Big data: why the pensions industry needs to know more about its members
It would be very difficult to design the layout of a supermarket if you had no idea what products people bought and in what order.
It is at least as difficult to design a default fund without knowing what age people are likely to retire and how they will want to take the money when they do.
That’s why the pension industry, from providers and lawyers to trustees, needs to better understand its consumers - the members.
How can it do this? According to a conference panel at the National Association of Pension Funds’ annual conference, the answer lies in big data.
What is big data?
According to Dr Eric Tyree, chief data scientist at Capita Employee Benefits, the best way to explain big data is to apply Moore’s Law to Ferraris. Moore’s law is the observation that the power of computer chips has doubled approximately every two years while the cost has halved.
If you applied it to Ferraris back in the 1980s - we would now have super-cars that cost less than a pound and travelled at nearly the speed of light.
Retail organisations like Tesco have been using big data for nearly two decades to help improve its Tesco clubcard. It is now so intrinsic to the organisation that they spend nearly a billion pounds a year giving people clubcard rewards.
How does it work?
Big data programmes follow a standard procedure, explained Giles Pavey, chief data scientist at Dunnhumby, the data science marketing consultancy responsible for the Clubcard project.
The first step is to gather your data. This can come from a number of sources such as research, online forms and behavioural habits.
Once you have pulled all the data together, you can use it to generate insights.
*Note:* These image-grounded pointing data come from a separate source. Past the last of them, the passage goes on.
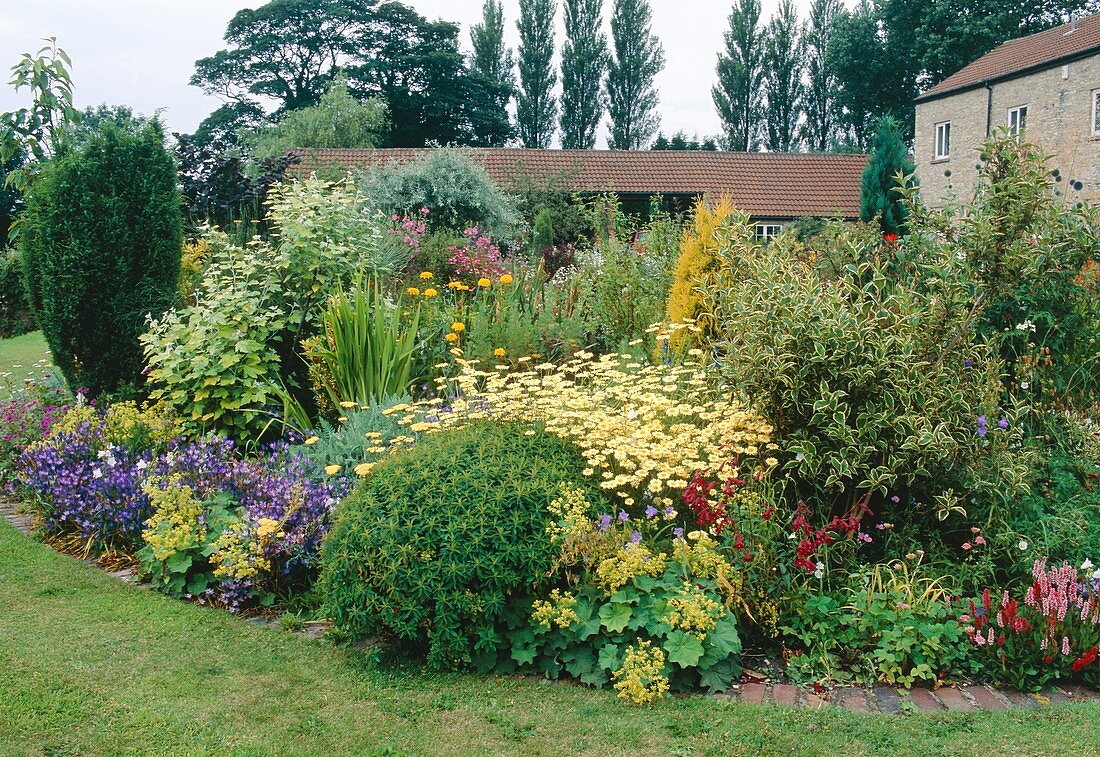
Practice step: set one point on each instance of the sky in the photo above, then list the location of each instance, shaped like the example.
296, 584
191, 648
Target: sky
141, 53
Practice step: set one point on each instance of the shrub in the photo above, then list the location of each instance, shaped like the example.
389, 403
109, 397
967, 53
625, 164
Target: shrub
642, 429
872, 379
699, 262
458, 193
15, 316
101, 247
222, 362
438, 539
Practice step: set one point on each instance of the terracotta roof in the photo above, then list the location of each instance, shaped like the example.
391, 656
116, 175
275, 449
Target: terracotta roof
765, 185
1019, 56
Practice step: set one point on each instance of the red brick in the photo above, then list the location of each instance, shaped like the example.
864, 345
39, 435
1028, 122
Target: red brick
754, 692
784, 695
853, 699
953, 699
924, 700
985, 698
813, 701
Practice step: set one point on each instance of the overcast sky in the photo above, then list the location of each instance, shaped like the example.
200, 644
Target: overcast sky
141, 53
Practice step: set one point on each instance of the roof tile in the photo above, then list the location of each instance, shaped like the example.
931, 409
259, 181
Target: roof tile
765, 185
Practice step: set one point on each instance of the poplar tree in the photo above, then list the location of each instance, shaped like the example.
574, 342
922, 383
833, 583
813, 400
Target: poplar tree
820, 129
583, 64
536, 108
740, 77
492, 58
784, 62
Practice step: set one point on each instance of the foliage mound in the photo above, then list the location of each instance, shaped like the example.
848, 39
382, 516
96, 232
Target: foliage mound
438, 540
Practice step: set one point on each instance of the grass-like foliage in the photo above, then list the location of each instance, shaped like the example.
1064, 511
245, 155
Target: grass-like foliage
436, 541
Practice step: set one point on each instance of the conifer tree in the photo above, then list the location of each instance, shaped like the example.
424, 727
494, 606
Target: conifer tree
740, 77
637, 59
878, 196
583, 64
536, 108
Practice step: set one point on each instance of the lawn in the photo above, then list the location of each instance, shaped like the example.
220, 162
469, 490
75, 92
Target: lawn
21, 358
91, 666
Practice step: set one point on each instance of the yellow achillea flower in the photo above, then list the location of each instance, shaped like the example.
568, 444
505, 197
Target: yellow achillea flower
644, 430
558, 610
641, 678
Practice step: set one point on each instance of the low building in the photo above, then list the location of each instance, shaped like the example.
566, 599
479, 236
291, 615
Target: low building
772, 188
1045, 87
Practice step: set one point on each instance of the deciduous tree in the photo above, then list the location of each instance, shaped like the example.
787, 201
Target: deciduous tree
637, 59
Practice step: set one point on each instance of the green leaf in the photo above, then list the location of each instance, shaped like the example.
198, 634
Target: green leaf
683, 648
179, 562
615, 616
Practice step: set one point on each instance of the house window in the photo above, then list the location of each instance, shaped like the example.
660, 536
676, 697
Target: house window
1018, 120
943, 140
766, 232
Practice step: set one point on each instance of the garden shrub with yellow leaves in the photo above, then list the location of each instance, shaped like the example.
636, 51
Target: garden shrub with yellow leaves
700, 263
644, 430
647, 606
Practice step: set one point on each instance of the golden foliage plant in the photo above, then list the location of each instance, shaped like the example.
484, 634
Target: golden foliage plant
712, 228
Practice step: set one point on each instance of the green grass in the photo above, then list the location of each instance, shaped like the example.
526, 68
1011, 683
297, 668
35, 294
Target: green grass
91, 666
22, 358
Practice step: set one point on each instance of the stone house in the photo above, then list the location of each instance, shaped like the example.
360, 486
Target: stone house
1045, 86
772, 188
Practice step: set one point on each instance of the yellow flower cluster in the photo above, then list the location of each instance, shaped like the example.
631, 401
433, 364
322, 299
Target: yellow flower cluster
700, 555
240, 555
176, 519
571, 509
641, 678
627, 563
124, 424
558, 610
693, 612
642, 429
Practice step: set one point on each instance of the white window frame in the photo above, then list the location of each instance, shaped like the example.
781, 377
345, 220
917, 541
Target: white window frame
766, 232
942, 146
1020, 116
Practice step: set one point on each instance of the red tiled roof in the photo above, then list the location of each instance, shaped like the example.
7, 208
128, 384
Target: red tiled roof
763, 185
1016, 56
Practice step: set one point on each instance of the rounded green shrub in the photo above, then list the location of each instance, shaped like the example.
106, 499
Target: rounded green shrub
440, 540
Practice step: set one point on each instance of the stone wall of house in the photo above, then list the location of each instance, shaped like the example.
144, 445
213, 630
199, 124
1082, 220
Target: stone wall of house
1059, 120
These can be insights on an individual level - this person drinks semi-skimmed milk, or on a group level - people who buy expensive wines often also buy cheese.
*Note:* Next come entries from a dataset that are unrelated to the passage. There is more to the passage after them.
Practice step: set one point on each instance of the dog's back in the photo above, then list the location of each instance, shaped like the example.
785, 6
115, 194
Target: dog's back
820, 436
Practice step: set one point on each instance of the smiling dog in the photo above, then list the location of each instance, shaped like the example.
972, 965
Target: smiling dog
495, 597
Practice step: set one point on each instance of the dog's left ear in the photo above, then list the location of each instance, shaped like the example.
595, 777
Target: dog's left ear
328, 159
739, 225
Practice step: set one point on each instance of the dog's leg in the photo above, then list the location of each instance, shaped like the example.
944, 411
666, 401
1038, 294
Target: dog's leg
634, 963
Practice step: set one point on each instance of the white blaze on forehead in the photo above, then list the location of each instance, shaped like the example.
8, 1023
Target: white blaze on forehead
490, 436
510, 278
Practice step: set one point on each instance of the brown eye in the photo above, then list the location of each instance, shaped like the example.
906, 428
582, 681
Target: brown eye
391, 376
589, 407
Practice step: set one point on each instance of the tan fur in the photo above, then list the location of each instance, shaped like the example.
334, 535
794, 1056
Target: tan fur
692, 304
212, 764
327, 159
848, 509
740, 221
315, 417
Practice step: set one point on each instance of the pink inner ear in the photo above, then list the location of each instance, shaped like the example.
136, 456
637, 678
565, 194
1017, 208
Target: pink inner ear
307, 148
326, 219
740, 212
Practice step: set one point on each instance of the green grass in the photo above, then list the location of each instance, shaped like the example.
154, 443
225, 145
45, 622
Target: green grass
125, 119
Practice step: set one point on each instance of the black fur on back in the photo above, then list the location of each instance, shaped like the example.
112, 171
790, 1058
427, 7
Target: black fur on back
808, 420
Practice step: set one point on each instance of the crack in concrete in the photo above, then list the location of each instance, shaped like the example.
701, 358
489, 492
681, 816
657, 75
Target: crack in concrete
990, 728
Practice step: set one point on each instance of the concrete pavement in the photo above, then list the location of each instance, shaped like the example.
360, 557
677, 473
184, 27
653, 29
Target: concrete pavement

From there, you then need to act on those insights - for example put the cheese near the wine in your supermarket. Pavey believes this is often where the problems come in, either because the insights generated aren’t actionable, or because the organisation is inherently resistant to change.
The latter problem is one that often applies to pensions. The industry generally has not been very open to listening to its members and then making changes according to their interests. Certainly for a long time providers only thought of their customers (schemes) rather than their end consumers (members).
How can we use big data in pensions
All that is now changing, at least in part because of freedom and choice. Now the majority of members are no longer defaulted into an annuity product, forward-thinking providers are starting to try and learn more about their consumers, to understand how they can keep them within their suite of products.
At the scheme level, trustees are trying to predict what members might do, and therefore how they might redesign their products.
Both of these are problems that can be solved by applying the same big data techniques that retailers are already using.
However, if the industry is to take advantage of big data it needs to be more open-minded, explained Richard Butcher, managing director of PTL. And while big data isn’t yet perfect - we need to act now, he concluded.
Otherwise - we’ll be designing a supermarket where the baked beans are kept in the freezer and the pizzas are found in the vegetable aisle.